The problem here would be that you'd be essentially invalidating arbitrary hashes from the table with each operation where they share the same "row" (or address in a bitmap) with other hashes.
Suppose we have a table such that "foo", "bar", "baz" all have overlapping entry -- if we attempt to remove any of them, we'd remove the rest also.
This being said, you might be interested in `Counting filter' instead, which support delete operations.
(To the other person who replied: In order to delete from a counting bloom filter, or a cuckoo filter, or any other data structure that doesn't store the original item, you have to know the item that you're deleting was present. Otherwise, you have the problem you noted.)
Thanks. That's what I meant with deleting "equivalent entries", I was wondering if there are cases where that would still be a net gain. But it makes sense that there are more specialized versions for such things.
PS I don't understand why my comment was downvoted, is there something wrong with asking such questions here?
I don't understand why my comment was downvoted, is there something wrong with asking such questions here?
Not AFAIK, but sometimes people downvote questions that are based on misunderstandings or false premises. Give it some time and you'll probably be voted back up to where you started.

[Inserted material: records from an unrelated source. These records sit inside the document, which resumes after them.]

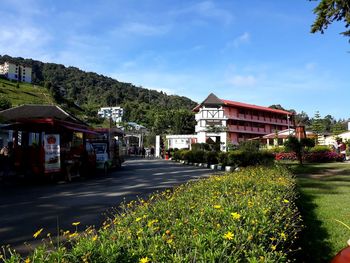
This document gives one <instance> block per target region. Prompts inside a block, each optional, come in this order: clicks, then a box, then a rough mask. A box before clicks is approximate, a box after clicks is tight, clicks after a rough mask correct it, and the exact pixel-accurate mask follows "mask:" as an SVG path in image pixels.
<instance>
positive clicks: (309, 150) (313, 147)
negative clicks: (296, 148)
mask: <svg viewBox="0 0 350 263" xmlns="http://www.w3.org/2000/svg"><path fill="white" fill-rule="evenodd" d="M330 151H331V149H330V148H329V147H328V146H326V145H316V146H314V147H312V148H311V149H310V150H309V153H319V152H330Z"/></svg>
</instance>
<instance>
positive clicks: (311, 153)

I don't see how those could work. Since bloom filters can have false positives, the counting filter could end up letting you remove an item that was never added, thereby corrupting the entries for other items in the process.
You're right. However, in cases where we know the maximum number of items we'd be storing, we can adjust the "bucket size" of each row. Quoting the above wiki link:
> Because the counting Bloom filter table cannot be expanded, the maximal number of keys to be stored simultaneously in the filter must be known in advance. Once the designed capacity of the table is exceeded, the false positive rate will grow rapidly as more keys are inserted.